Brinjal Pachhadi

Just an easy recipe.  There are two methods to prepare this pachhadi and I’m sharing both the methods here.  My mother’s sister ,periamma , I have already mentioned about her in ” my blogging journey ” used to prepare this with padavedu brinjal.  As far as I know they are the best brinjals . one can identify these brinjals with the bright purple color and spiky calyx.  Let me five you the recipe.


  • 1/2 kg brinjals 
  • 1 cup very fine chopped shallots 
  • 1 tbsp finely chopped ginger
  • 2 tbsps finely chopped green chillies ( remove the seeds ) 
  • 1/2 a tsp asafoetida
  • A pinch of turmeric 
  • 2 tbsps of tamarind pulp
  • 1 tsp oil ( sesame oil)
  • 1 tsp mustard seeds
  • 1/2 a tsp cumin seeds
  • 1 tsp broken black gram
  • Few curry leaves
  • Coriander leaves chopped
  • Salt as per taste/ 1 tbsp
  • 1 tsp of lemon juice


Wash and chop the brinjal to small pieces.

In a pressure pan ,add the brinjals, onion, green chillies, ginger and the tamarind pulp add half a cup of water and pressure cook .

One whistle is enough , sometimes when I get the padavedu brinjals I cook these in ordinary pans.

Allow the cooker to cool , open and mash the cooked brinjals.  This should not have more water, excess water you can discard or use it for other purpose .

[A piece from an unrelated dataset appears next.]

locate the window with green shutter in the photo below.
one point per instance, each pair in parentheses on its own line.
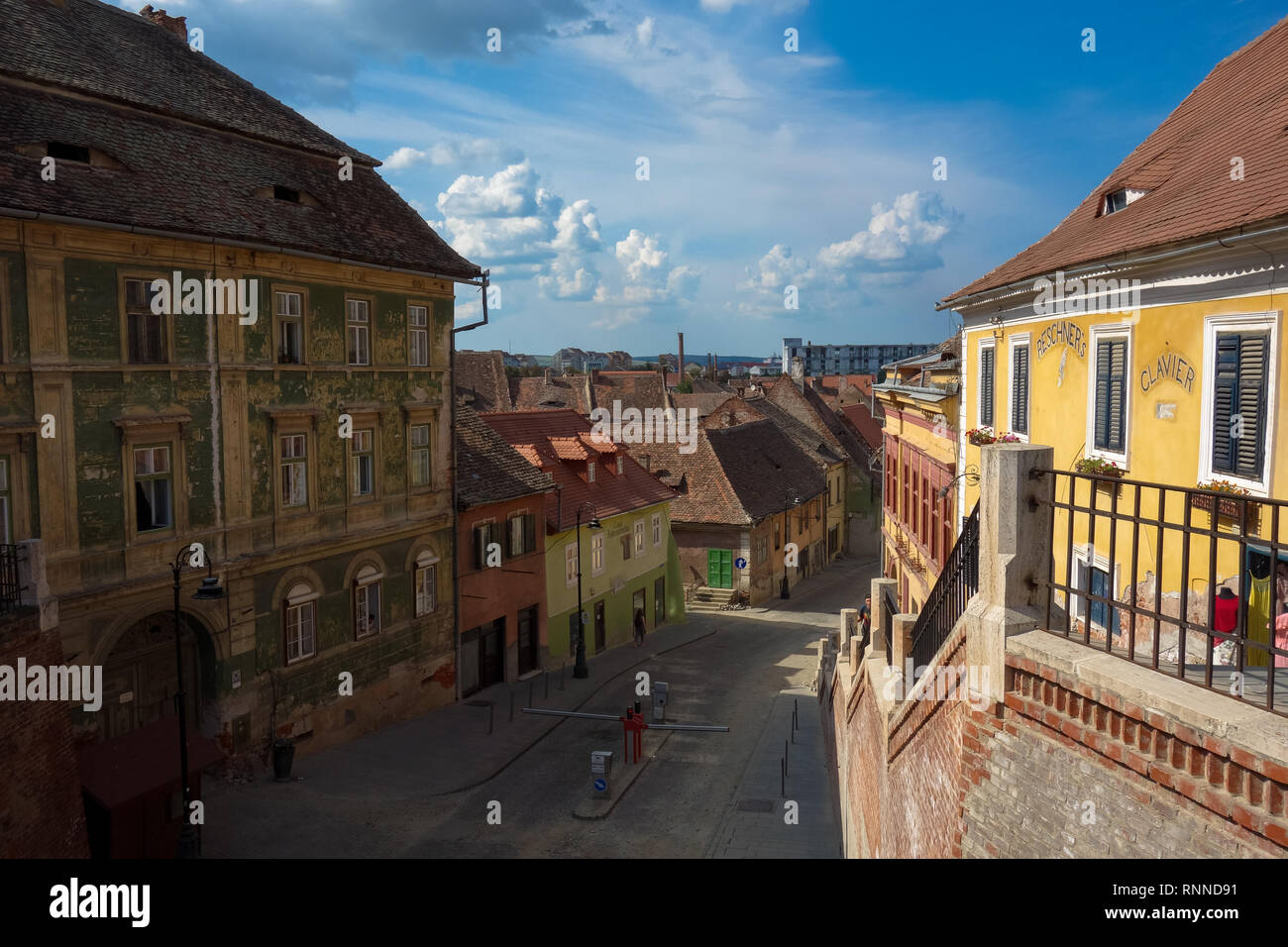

Now, in a fry pan , heat oil ,add mustard seeds , cumin, broken black gram, asafoetida ,turmeric powder and curry leaves .

Let this  splutter and add the tempering to the the mashed pachhadi.

Garnish with coriander and a tsp of lemon juice.

You can have this with steamed rice or jowar ka roti ( baakri ).

Search my page for jowar roti for the preparation.


For this method we need the bigger variety of brinjal ( you can prepare with the regular one also ).

Fire cook the brinjals on the gas stove  , that is you have to burn the brinjal in the fire until the outer skin turns black and starts peeling .

Once the brinjaks are burnt , immerse into cold water.

Peel the skin ,collect in bowl ,add salt , finely chopped onions ,green chilies , tamarind pulp , turmeric, assfoetida,,ginger , lemon juice and coriander .

Mix well and serve , no need to season with oil and mustard seeds.

You can add 1/4 tsp of cumin powder , just for the flavour of cumin .

This is without oil and tastes slightly different .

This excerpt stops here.